The fifth key opened the lock.
My shoulders slumped in relief as I pushed the door open, letting the keys fall into the growing puddle of blood at my feet. Dianda was saying something, but I couldn’t stop to listen. She would get up on her own. Or she wouldn’t, and we’d deal with that when I knew whether or not this was the end of the line. My feet left bloody prints as I walked into the room.
Treasure—both recognizable and strange—was piled up on all sides. Bars of gold and platinum shared space with sacks of beans and jars of feathers. I shuffled forward, trying to spot the hope chest somewhere in the mess. The smell of blood was overwhelming everything.
Blood. I fumbled the baggie full of the Luidaeg’s blood out of my pocket and managed to break the seal, spilling blood lozenges in all directions. I let them fall, focusing on the two that I had left in my hand. She knew the hope chests. They knew her.
The kick of her blood slamming into me was even harder this time, maybe because I’d taken twice as much. It wanted to own me, and I couldn’t let it, or I would be lost. I forced the forming memories aside, trying to focus the energy the blood was pumping through me. “Hope chest,” I whispered. “Hope chest, hope chest . . .”

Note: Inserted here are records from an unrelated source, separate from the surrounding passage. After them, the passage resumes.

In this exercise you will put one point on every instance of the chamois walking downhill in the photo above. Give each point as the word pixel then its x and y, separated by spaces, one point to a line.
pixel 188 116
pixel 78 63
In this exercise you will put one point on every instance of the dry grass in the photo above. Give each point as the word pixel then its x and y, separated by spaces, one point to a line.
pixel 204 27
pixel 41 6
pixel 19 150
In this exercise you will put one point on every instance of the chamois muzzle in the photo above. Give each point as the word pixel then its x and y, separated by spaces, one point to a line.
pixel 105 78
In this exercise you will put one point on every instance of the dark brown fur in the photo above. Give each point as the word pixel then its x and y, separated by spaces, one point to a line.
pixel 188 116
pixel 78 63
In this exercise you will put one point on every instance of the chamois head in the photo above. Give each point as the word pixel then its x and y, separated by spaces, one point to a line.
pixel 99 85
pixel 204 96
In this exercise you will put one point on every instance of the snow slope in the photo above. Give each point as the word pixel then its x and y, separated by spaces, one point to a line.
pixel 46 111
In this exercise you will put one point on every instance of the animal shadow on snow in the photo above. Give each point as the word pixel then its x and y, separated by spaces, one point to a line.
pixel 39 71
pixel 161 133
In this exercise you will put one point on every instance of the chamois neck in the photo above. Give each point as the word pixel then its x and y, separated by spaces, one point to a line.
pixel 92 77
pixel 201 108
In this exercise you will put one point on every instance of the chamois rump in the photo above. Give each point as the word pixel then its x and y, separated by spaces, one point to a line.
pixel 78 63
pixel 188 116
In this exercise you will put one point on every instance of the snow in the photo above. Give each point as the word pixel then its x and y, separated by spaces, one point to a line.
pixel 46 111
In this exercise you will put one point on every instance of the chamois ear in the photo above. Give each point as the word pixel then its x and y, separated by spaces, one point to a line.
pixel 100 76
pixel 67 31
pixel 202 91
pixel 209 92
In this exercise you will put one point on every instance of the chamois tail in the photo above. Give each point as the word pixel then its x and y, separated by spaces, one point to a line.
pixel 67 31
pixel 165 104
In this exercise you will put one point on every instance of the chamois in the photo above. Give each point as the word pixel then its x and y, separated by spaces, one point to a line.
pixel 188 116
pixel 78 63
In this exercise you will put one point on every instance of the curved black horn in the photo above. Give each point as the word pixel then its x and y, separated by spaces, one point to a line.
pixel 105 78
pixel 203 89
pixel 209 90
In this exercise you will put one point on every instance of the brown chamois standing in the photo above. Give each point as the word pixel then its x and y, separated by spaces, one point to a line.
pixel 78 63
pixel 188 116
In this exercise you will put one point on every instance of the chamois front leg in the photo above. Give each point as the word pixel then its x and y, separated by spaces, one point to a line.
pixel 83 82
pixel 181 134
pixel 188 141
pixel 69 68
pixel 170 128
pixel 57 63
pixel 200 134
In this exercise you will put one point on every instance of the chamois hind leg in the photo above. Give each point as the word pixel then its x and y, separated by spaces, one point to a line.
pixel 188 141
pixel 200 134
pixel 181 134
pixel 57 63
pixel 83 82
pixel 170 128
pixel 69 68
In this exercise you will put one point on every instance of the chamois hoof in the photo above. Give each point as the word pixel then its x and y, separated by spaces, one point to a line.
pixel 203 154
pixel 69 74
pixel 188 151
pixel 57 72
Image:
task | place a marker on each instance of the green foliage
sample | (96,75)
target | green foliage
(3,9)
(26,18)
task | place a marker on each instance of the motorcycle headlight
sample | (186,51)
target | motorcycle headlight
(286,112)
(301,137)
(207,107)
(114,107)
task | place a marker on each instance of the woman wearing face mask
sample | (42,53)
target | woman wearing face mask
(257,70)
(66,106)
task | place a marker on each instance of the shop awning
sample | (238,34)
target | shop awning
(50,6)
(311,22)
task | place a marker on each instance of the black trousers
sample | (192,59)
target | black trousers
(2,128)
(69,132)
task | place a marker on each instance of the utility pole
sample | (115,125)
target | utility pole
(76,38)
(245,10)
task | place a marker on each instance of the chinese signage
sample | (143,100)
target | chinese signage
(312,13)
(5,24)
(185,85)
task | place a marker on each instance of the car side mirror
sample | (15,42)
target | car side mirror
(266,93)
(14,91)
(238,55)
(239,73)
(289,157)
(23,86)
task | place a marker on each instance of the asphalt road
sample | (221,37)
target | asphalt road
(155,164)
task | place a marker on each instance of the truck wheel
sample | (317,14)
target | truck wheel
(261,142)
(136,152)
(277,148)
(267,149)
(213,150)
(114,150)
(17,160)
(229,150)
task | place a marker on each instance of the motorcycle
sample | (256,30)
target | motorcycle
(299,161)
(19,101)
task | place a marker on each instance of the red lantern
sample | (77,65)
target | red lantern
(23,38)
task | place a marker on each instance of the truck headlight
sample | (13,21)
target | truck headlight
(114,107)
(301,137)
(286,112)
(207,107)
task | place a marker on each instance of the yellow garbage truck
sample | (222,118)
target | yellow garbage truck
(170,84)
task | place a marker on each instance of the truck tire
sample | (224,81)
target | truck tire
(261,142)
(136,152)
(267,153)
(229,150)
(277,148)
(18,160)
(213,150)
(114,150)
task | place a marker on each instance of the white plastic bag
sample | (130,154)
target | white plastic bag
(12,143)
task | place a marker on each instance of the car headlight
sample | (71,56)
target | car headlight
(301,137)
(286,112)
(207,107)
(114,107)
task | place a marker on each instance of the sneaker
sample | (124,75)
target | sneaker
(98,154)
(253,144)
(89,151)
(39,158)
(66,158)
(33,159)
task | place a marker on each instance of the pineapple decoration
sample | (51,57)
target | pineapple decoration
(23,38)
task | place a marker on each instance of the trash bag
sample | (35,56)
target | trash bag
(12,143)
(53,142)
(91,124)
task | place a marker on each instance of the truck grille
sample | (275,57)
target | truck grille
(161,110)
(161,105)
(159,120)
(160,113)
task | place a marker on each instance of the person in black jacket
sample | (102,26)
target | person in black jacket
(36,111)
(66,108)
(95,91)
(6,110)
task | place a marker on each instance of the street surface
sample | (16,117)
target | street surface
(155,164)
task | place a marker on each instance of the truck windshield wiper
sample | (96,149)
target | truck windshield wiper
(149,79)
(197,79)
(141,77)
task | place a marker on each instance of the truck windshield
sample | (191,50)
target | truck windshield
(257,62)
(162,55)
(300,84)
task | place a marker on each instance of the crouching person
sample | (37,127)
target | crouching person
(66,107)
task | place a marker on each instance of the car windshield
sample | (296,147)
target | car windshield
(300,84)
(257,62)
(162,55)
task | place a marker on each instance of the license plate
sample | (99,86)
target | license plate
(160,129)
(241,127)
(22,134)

And there it was, a simple wooden box on a plain pedestal that I could suddenly recognize. I stumbled toward it, flashes of the Luidaeg’s memories washing over me with every step. The Luidaeg and a blonde woman, kissing on a beach at sunset. The Luidaeg in a bog, watching smoke curl up against the stars, holding a little boy who had Blind Michael’s eyes. The Luidaeg in the arms of a man with hair the color of twilight, blackness shot through with glints of gold and red and rose.